My first few plates at a recent visit to the Seafood Buffet started and ended at the raw bar. Two kinds of luscious oysters-on-the-half-shell, four kinds of sushi and a well-marinated calamari salad satiated my palate.
Next was a visit (or two) to the center station highlighted by two kinds of sweet crab legs and in-shell shrimp. You’ve got to work for your food and you’ll likely smell like a fisherman when finished but there is no greater reward than the sweet chunks of crab, hand-cracked and picked by myself, to satisfy my appetite. You’ll also find smoked Alaskan salmon, salads and a nice selection of cheese, including some from nearby Heber Valley Cheese, to enjoy in the center section.
Deep-red, sushi-grade fresh tuna is the calling card of the hot entrée section. The chefs will sear it to-order, or serve it raw, with a side of wasabi cream. Buttery honey soy-glazed scallops and seared mahi mahi round out the surf offerings here. If you are still seeking the perfect bite, look to the appetizer area with steamed clams and mussels, scallop ceviche or guava-glazed lamb lollipops.
Red-meat lovers aren’t forgotten at Seafood Buffet however.

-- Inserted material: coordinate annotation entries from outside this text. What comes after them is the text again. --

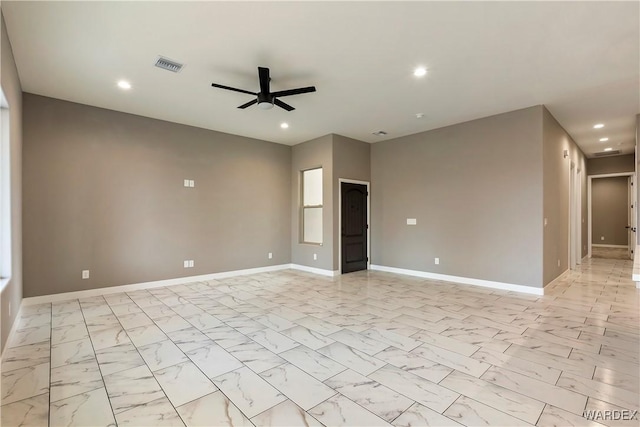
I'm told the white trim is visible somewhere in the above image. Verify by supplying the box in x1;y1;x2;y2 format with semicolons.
631;245;640;289
544;269;571;288
22;264;293;306
289;264;340;277
587;172;636;258
371;264;544;295
337;178;371;274
0;300;24;364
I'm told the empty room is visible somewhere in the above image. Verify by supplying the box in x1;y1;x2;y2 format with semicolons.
0;1;640;427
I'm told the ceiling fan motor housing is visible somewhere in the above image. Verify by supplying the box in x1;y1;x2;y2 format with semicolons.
258;92;274;110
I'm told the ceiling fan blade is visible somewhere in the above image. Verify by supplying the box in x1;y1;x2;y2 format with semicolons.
273;99;295;111
258;67;271;93
211;83;257;95
238;99;258;110
271;86;316;98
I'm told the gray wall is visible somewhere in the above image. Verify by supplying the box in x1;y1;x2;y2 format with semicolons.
290;135;334;270
23;94;291;297
587;154;636;175
0;11;22;352
591;176;629;246
542;107;588;285
371;106;543;287
333;135;372;270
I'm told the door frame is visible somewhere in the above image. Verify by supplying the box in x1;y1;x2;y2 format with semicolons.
338;178;371;274
587;172;637;258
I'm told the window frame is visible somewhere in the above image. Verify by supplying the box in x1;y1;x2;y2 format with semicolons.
299;166;324;246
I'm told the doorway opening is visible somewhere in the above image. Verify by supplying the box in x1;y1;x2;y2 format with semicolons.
587;172;637;259
338;178;371;274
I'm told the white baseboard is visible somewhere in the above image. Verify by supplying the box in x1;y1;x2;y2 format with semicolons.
22;264;292;305
289;264;340;277
0;299;24;364
371;264;544;295
544;268;571;288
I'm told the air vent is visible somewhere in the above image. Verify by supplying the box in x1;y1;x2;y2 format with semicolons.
156;56;184;73
594;150;620;157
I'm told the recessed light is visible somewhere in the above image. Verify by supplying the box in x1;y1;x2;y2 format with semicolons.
413;67;427;77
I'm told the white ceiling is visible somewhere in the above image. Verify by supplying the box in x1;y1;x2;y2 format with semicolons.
2;1;640;156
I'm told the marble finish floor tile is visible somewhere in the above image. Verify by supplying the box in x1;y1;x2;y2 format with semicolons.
260;363;336;410
96;344;144;376
0;393;49;427
186;344;244;378
443;396;533;427
411;344;491;377
329;329;389;356
480;367;587;415
368;365;459;412
51;337;95;368
317;342;385;375
0;363;49;405
280;326;335;350
280;345;347;381
440;371;544;424
213;367;286;418
393;403;462;427
153;362;218;407
116;397;184;427
50;387;116;427
0;341;51;372
325;370;414;422
7;325;51;348
308;394;391;427
227;341;286;373
0;259;640;427
376;348;453;383
138;340;189;371
104;365;165;415
251;400;323;427
176;391;253;427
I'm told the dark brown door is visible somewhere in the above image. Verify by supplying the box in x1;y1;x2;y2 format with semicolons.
340;182;368;273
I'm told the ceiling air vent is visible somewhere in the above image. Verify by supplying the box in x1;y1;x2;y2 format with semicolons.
594;150;620;157
156;56;184;73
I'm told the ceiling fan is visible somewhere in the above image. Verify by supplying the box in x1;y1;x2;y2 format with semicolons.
211;67;316;111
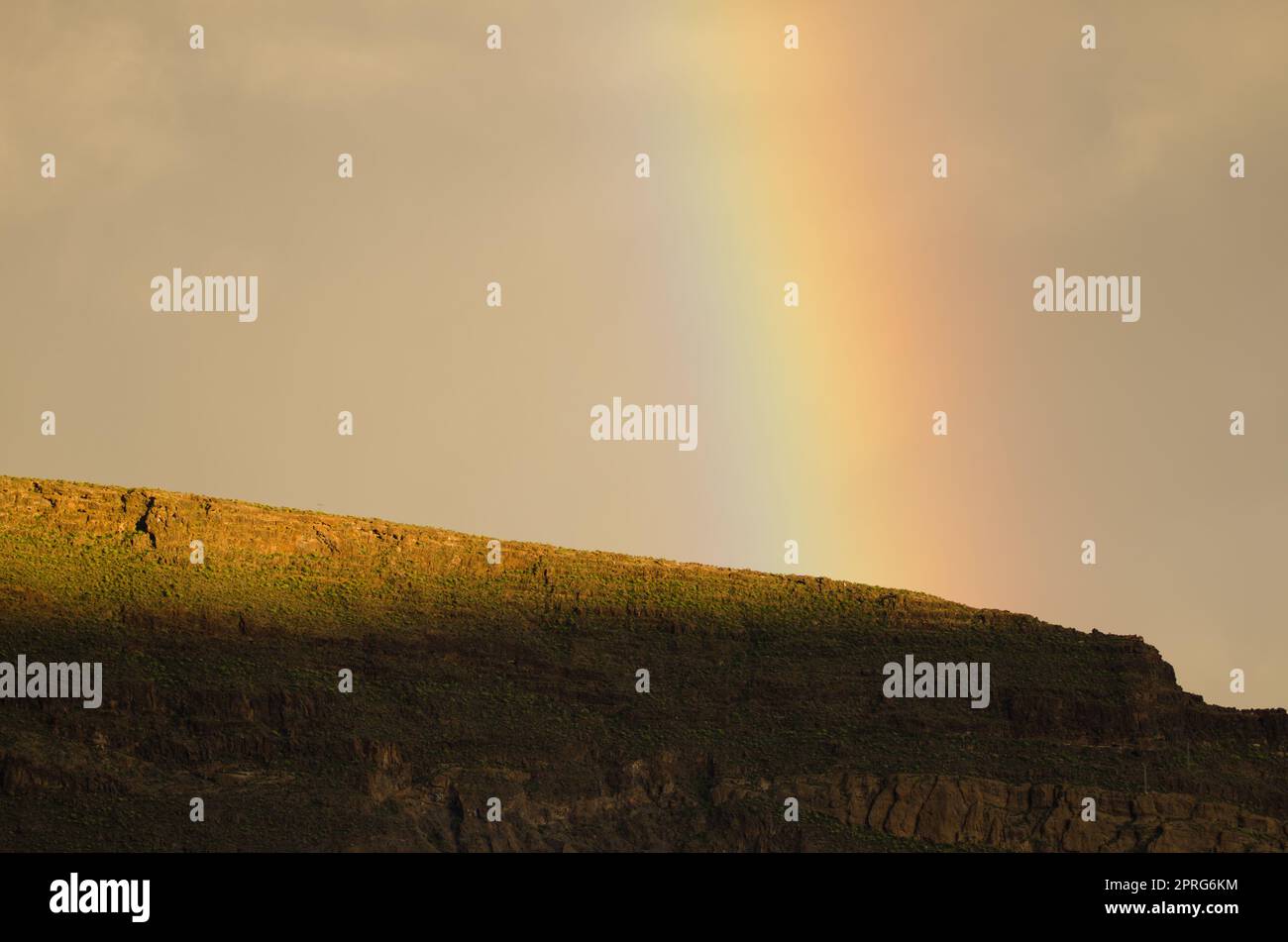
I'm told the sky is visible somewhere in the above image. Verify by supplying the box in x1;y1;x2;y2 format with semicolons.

A beautifully roasted Double R Ranch prime rib served with natural jus or cherry-glazed duck breasts are perfectly presented as well.
And of course, it wouldn’t be dinner without dessert. An entire station of decadent desserts include the world-famous Snowball—a flourless chocolate cake decorated with whipped cream, the decidedly tart margarita pie (think Key Lime pie), a creamy crème brulee and so many other selections.
All of this comes at a very reasonable price of $64 for adults, $34 for children under 11.
Deer Valley’s Seafood Buffet can be found in the base area of Snow Park Village. The dinner buffet is served Thursday through Sunday from 6:15 to 9 p.m.